Earthwork, Boolanlisheen, Co. Limerick

Co. Limerick |

Ritual/Ceremonial

Earthwork, Boolanlisheen, Co. Limerick

In a wet corner of County Limerick, where the Assaroola River quietly marks the boundary between the townlands of Boolanlisheen and Ballynamuddagh, a circular raised platform sits in open pasture, largely unremarked and half-swallowed by vegetation.

What makes it quietly arresting is not its size but its persistence: mapped, measured, and slowly absorbed by the landscape around it, it has survived drainage works, field boundary changes, and the encroachment of a forestry plantation to its immediate north-east, remaining visible, if only just, to anyone who knows to look.

The earthwork appears on the Ordnance Survey six-inch map of 1840, already noted as a circular platform, and again on the 1897 twenty-five-inch edition, where it is recorded as a raised circular area of roughly 23 metres in diameter defined by a scarp, that is, a steep slope at the edge of the platform rather than a constructed wall. When the Archaeological Survey of Ireland examined it in 1999, they recorded a diameter of 24 metres, a scarp measuring 1.3 metres wide and 1.1 metres high, and a fosse, or surrounding ditch, averaging 2.2 metres in width. At the south-west, however, the fosse widens considerably to 8.6 metres, a detail the surveyors interpreted as a possible entrance feature, suggesting the earthwork was once a deliberate enclosure with a defined point of entry. A second enclosure site lies approximately 170 metres to the north. By the north-west, a possible drainage ditch running roughly north to south has truncated the monument, and a curving field boundary cuts across it from the north-east, the ordinary business of agricultural land management having left its mark over the centuries.

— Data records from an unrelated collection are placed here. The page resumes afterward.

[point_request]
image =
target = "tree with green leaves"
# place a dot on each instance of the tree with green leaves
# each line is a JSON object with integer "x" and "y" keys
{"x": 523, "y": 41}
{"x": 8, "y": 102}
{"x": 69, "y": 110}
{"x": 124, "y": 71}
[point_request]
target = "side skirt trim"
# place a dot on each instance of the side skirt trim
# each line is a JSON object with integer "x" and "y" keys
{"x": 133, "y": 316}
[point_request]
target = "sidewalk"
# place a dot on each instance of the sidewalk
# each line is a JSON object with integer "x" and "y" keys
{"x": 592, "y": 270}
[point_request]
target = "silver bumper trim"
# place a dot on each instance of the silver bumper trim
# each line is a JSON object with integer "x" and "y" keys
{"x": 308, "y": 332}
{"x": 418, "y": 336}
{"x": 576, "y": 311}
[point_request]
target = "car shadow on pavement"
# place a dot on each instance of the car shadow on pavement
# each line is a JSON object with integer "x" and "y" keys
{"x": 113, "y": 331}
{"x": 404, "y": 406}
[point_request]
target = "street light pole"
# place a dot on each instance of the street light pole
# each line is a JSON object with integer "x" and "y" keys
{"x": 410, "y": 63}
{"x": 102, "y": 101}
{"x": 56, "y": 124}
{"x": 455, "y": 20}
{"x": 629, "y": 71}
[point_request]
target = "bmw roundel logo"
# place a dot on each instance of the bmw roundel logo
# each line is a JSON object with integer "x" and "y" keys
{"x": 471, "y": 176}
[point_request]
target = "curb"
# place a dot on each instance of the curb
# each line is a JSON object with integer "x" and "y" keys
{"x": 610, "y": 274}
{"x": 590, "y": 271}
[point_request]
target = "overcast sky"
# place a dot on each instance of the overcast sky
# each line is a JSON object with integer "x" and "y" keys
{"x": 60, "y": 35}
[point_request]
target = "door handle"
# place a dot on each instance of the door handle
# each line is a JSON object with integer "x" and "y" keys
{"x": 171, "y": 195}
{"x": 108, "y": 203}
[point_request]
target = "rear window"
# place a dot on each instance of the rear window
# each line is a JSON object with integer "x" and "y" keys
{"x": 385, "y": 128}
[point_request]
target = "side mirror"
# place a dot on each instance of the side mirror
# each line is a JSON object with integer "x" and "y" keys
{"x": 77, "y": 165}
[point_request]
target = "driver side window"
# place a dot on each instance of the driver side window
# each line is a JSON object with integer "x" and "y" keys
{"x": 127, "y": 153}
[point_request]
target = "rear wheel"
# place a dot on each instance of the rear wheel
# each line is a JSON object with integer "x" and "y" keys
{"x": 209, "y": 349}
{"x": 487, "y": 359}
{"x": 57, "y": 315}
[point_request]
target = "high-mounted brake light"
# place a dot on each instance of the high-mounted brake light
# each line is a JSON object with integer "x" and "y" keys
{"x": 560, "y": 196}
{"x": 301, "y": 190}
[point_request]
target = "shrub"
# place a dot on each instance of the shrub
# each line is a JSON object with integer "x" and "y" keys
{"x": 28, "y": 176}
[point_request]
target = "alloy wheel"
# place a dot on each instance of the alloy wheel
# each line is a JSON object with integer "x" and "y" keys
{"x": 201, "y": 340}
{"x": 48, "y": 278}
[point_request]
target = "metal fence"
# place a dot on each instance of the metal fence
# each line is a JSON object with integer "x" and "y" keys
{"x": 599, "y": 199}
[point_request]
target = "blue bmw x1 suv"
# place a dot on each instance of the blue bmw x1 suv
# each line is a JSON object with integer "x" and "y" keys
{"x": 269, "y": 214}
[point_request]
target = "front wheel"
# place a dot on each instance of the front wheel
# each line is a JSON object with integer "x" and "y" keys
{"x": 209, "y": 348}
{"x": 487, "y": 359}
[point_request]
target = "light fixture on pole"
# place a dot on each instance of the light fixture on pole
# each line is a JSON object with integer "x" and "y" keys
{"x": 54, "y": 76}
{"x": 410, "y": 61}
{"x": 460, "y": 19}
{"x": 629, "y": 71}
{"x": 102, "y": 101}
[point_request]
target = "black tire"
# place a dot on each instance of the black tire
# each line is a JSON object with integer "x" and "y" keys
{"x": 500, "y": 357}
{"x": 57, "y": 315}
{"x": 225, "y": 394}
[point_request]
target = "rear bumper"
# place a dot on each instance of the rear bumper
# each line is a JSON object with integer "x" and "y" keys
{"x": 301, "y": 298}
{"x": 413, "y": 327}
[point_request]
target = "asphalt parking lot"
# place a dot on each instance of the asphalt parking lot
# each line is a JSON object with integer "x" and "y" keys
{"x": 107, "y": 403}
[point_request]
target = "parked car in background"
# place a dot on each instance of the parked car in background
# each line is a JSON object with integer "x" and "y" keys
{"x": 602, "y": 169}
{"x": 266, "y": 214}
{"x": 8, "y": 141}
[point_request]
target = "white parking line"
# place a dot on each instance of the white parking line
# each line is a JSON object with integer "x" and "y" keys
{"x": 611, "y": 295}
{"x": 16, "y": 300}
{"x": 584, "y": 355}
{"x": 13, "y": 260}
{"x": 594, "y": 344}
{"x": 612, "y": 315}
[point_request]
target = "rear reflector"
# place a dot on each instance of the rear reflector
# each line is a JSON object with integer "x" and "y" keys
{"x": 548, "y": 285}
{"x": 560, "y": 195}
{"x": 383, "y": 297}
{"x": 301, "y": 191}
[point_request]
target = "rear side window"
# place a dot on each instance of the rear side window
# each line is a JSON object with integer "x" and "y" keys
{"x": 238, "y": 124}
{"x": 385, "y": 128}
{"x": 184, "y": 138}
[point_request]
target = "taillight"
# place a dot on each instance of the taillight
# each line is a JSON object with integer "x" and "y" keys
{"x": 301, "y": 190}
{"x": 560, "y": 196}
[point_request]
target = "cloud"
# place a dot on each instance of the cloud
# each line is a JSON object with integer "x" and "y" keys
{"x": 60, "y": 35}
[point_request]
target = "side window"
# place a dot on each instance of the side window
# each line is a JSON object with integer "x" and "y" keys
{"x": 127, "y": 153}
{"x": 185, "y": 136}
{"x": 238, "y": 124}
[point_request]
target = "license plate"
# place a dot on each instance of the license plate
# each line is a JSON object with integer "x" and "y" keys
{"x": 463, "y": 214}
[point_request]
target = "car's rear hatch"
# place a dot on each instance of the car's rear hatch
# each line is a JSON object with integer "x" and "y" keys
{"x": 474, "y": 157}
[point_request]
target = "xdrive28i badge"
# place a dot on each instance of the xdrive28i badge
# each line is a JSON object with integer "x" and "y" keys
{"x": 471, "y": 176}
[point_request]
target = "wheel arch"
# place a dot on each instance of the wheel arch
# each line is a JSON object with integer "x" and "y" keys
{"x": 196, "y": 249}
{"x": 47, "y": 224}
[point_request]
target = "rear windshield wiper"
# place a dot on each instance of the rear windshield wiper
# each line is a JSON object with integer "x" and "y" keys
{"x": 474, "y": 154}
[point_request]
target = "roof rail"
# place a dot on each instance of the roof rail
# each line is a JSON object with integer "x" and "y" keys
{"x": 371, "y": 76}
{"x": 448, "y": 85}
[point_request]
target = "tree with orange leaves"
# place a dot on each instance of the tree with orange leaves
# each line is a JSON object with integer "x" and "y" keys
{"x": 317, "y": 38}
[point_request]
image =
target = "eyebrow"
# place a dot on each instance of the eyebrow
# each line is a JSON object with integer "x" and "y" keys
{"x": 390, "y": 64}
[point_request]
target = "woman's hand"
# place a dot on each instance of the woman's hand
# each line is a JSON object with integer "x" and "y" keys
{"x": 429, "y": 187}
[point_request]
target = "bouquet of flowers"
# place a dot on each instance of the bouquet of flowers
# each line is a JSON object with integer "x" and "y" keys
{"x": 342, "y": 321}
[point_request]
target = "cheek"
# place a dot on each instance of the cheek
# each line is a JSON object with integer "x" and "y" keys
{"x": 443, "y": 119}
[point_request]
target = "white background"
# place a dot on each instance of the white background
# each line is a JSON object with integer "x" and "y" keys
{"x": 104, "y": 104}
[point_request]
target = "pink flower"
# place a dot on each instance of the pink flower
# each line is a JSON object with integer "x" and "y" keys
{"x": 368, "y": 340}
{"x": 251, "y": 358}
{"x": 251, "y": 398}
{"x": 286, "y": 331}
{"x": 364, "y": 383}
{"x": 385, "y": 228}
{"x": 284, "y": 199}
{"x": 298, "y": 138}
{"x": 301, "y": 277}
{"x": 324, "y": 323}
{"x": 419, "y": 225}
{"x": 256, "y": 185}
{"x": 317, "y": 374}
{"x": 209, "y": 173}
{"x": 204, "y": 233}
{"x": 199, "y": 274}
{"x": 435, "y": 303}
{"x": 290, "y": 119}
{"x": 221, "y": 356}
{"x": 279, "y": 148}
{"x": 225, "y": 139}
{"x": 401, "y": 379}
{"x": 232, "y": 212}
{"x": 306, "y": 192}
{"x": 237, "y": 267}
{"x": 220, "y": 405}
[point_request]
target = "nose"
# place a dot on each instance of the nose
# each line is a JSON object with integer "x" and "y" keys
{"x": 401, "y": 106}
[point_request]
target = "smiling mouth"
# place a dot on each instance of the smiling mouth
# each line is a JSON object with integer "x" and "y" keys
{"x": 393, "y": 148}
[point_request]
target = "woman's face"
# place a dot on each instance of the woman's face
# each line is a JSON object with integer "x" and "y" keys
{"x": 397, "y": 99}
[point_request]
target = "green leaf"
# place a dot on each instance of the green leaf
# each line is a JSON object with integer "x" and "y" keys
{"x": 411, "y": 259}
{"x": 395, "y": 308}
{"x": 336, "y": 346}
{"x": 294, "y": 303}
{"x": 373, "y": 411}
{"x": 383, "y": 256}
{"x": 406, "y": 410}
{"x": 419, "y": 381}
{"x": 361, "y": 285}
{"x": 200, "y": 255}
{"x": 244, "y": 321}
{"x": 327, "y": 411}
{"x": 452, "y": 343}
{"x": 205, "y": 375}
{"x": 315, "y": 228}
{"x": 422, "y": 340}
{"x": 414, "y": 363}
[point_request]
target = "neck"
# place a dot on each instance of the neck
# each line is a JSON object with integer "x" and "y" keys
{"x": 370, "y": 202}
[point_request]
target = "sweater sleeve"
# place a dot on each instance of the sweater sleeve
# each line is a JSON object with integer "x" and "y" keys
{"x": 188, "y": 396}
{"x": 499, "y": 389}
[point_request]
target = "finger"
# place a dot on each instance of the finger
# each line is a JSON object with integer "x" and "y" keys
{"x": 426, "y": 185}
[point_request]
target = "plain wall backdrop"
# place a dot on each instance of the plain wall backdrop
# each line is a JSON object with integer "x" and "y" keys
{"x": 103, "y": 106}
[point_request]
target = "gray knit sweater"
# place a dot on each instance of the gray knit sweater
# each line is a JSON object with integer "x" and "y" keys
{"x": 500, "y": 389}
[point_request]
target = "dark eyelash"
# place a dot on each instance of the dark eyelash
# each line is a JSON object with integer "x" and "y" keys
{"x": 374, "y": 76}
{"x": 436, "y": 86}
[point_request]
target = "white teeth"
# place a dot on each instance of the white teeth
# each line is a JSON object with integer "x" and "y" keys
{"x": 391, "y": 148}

Accessing the site requires crossing wet pasture, so the ground conditions are worth bearing in mind, particularly in winter or after prolonged rain. The monument is partially overgrown and does not announce itself from a distance, but aerial imagery, including Google Earth orthoimages used in the 1999 survey and available to anyone today, gives a clearer sense of the platform's outline than a ground-level visit might. The related enclosure to the north is the more legible of the two features from the ground and may help orient a visitor approaching from that direction. There are no facilities or formal access arrangements recorded for the site.